In the Honor’s Seminar last semester, we took the DISC (dominance, inducement, submission, and compliance) test, which helps you see some of your personality traits. These tests are always fascinating, especially when taken with 50 other people. This particular test categorizes you by your most dominant trait, which could be any of the four listed above. Here is what wikipedia says about the personalities:
Dominance: Perceives oneself as more powerful than the environment, and perceives the environment as unfavorable.
Inducement: Perceives oneself as more powerful than the environment, and perceives the environment as favorable.
Submission: Perceives oneself as less powerful than the environment, and perceives the environment as unfavorable.
Compliance: Perceives oneself as less powerful than the environment, and perceives the environment as favorable.
Who can guess which I am? The answer is below!
Once everyone was categorized, we broke into groups and answered a few questions. One of the people in the Honor’s office told us a few trends that we would see. For example, the D group would finish first. I think that the others were that the S group would be the most organized with a bulletized list and that the C group should be put into another room because they would be loud. All true.
I am a D. Our group finished first. And we were super proud of that. It was silly. In fact, when I was in school I always wanted to be the first one done with tests. It turns out that there are a whole bunch of people who are like that. These people are goal oriented!
It probably won’t surprise you that there is a whole group that is not necessarily as goal oriented. This group likes to talk about things and often wanders off into completely unrelated topics. They have a hard time staying on topic.

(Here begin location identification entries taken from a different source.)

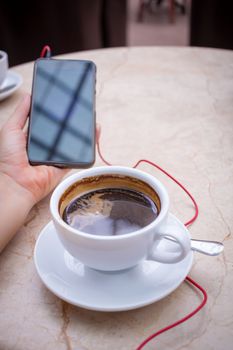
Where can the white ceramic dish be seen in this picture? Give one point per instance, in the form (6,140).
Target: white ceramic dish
(129,289)
(13,80)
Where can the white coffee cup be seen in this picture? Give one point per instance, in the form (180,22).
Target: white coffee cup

If you are a very goal oriented person, such as I am, these people drive you insane. When you are trying to accomplish something, you are supposed to be working on that thing and that thing only. To discuss other things just distracts from the goal and is inefficient. But, there are some good aspects to this that I don’t fully appreciate very often. For example, by discussing other things and going off topic, new ideas are brought into the mix, so the solution that is being worked on may evolve with time. These ideas and solutions may be much better than the original ideas.

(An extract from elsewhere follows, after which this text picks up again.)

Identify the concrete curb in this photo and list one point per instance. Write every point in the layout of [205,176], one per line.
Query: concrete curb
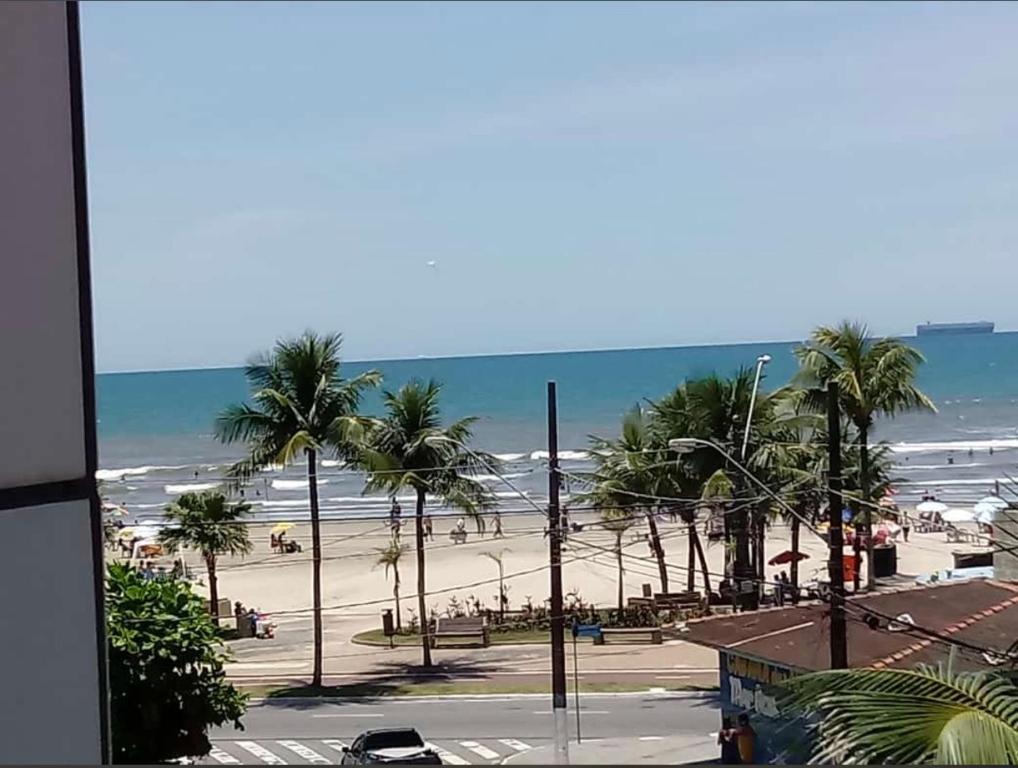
[684,750]
[487,697]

If I can put my physics hat on for a minute, let me make an analogy. Solutions to problems often look like potential wells for physicists. Visualize a mountain valley with lots and lots of hills on the mountains. You can think of different solutions to problems being like all of the little recesses in the hills and mountains: some of those valleys are quite deep and are good solutions, while others are shallow and are not great solutions. The optimized solution is the valley that is the absolute lowest of all of the valleys. When you are walking around in this region of hills and valleys, you can’t tell if you are in the lowest valley until you go out of your valley and climb into another valley. When you are solving a math problem numerically and you are trying to find that lowest valley, the way to do it is to perturb the system and see if it kicks you into a new valley, which hopefully is lower than the old valley. When you first start out, you perturb the system a lot, since you want to just check out all of the valleys if you can. But, as time goes on, the perturbations become smaller and smaller and it is harder to climb out of the valleys, and your solution begins to solidify on one answer. Hopefully it is the best, but it may very well not be the best.
People like me tend to constrain our solutions very quickly, being happy to be in some (any relatively deep) valley. As long as we get there quickly, we are happy. Other people tend to wander around for a long time, looking for valleys. These people drive people like me insane. But, they take their time and find really deep valleys. They also point out all of the birds and deer and bears and etc along the way.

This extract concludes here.